Thursday, January 28, 2016

Making time to write, guerrilla-style

You don’t have enough time to write. You’re a student/instructor/unemployed/parent/activist/ philatelist/hand-model/trapezist/Trappist/burglar/gadabout, and let’s face it—there’s just not enough time in the day for the things we’d like to do.

The following are a few strategies—some from the broader world and some from my own experience as a would-be poet who hasn’t always put poetry first—to help you function as an artist despite (or lieu of) your busy schedule.

Be a writer. Make day-trading or trapeze artistry or hand-modeling the thing you do on the side. Writers write. If you’re not a real writer, but rather just a hobbyist, celebrate the fact that you have a really great hobby—but call yourself the thing you most want to be (and it’s OK if that’s not writing). The other things you have to do, even the things you do to make money and feed the kids, can be fit in on the side.

Manage your time. The corporate world has offered us a number of strategies for time management: for taking the twenty-four hours we all have in a day and carving them up in such a way that we can meet our goals. For our corporate friends, those goals are primarily financial. For an artist, the goal is to make art.

Quit trying to multitask. This piece of advice goes along with the first—don’t keep trying to fit writing in on the side. Writers write. And writing well takes focus.

Multitask. No one said writers were logical. You’re not going to quit your job, sell your kids, leave the abbey, quit knocking over liquor stores, etc., so you’re going to have to do writing on the side, despite your best intentions. Writing during spare moments keeps us limber for when we do find ourselves with an opportunity to create.

Change your life. Get 500 pounds and a room of your own. Better yet: win MegaMillions.

Here are a few prompts for guerrilla-style writing projects:

  • Eavesdrop. Listen to the conversations of those around you on the bus, on TV, in the classroom, in the union, or wherever you happen to be. Then, pluck from the air a promising sentence and make it the first line of a poem. Alternately, create a pastiche poem using many scraps of overheard conversation. Challenge yourself not to add a word—just to rearrange.
  • Pick up where you left off. Start a project and then return to it, rather than starting new each time. My chapbook Stone for an Eye came from this kind of project—a daily meditation on a particular stone that I wore around my neck.
  • Exploit a misunderstanding. In my life as a composition instructor, I often encounter funny misunderstandings of words—things given to us on a “silver bladder,” holding someone on a “petal stool.” Make an error into art by exploring new meanings in a poem. (This is a good prompt for a student—you’re supposed to mess up on a near-daily basis.)
  • Imitate. Find a small piece of writing that you wish you had written. Then—write it, your own way. These to me are more of an exercise than a viable piece of writing, but again, part of what we’re talking about is staying in shape for the writing time to come.
  • Start an exquisite corpse that’s just for you. Write a line a day and see where it takes you.
  • Choose a contest and plan to enter it. Note the deadline and don’t miss it. Make yourself follow through.
  • Rant and rave. Write a poison pen letter; pound out a manifesto. Take up a cause. You don’t have to send these pieces of writing to anyone—they’re just a way to keep the pen moving or the keyboard clicking.

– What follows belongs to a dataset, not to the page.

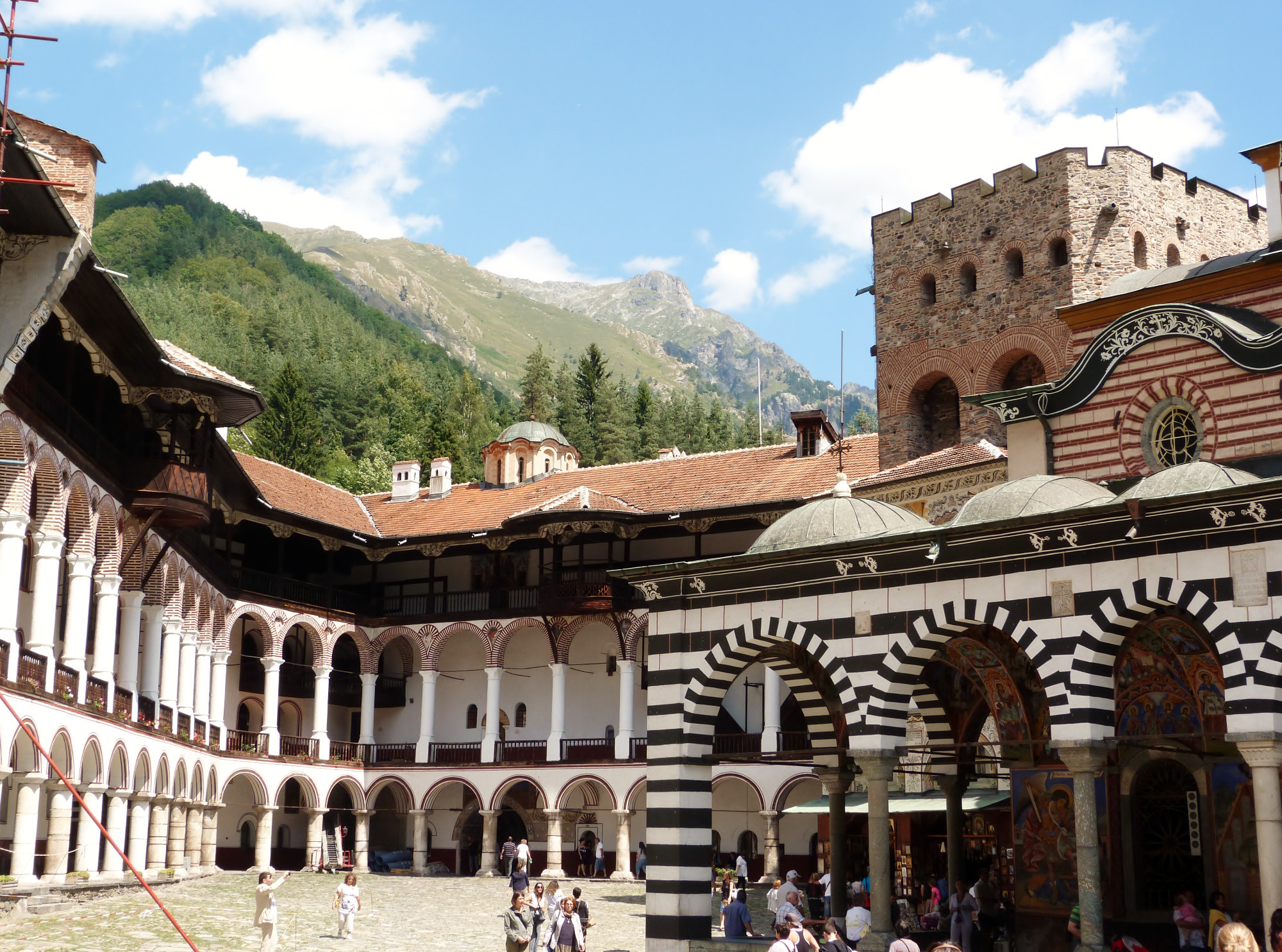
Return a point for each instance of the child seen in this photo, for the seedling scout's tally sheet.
(347, 899)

  1. I find myself wanting to say AMEN in response to your posts lately. This one is particularly spot-on.

  2. Replies
    1. You're NOT some random creeper? Ha! Thanks for saying that. If anyone knows "busy," it's you! I'd love to hear your tips some time.

    2. Slow and steady, which really can sometimes mean glacial and sporadic and almost never. But trying to make sure that every single morning, no matter what, a line or two gets down, is what works for me.

  3. For this encouragement and the tips, thank you,Karen!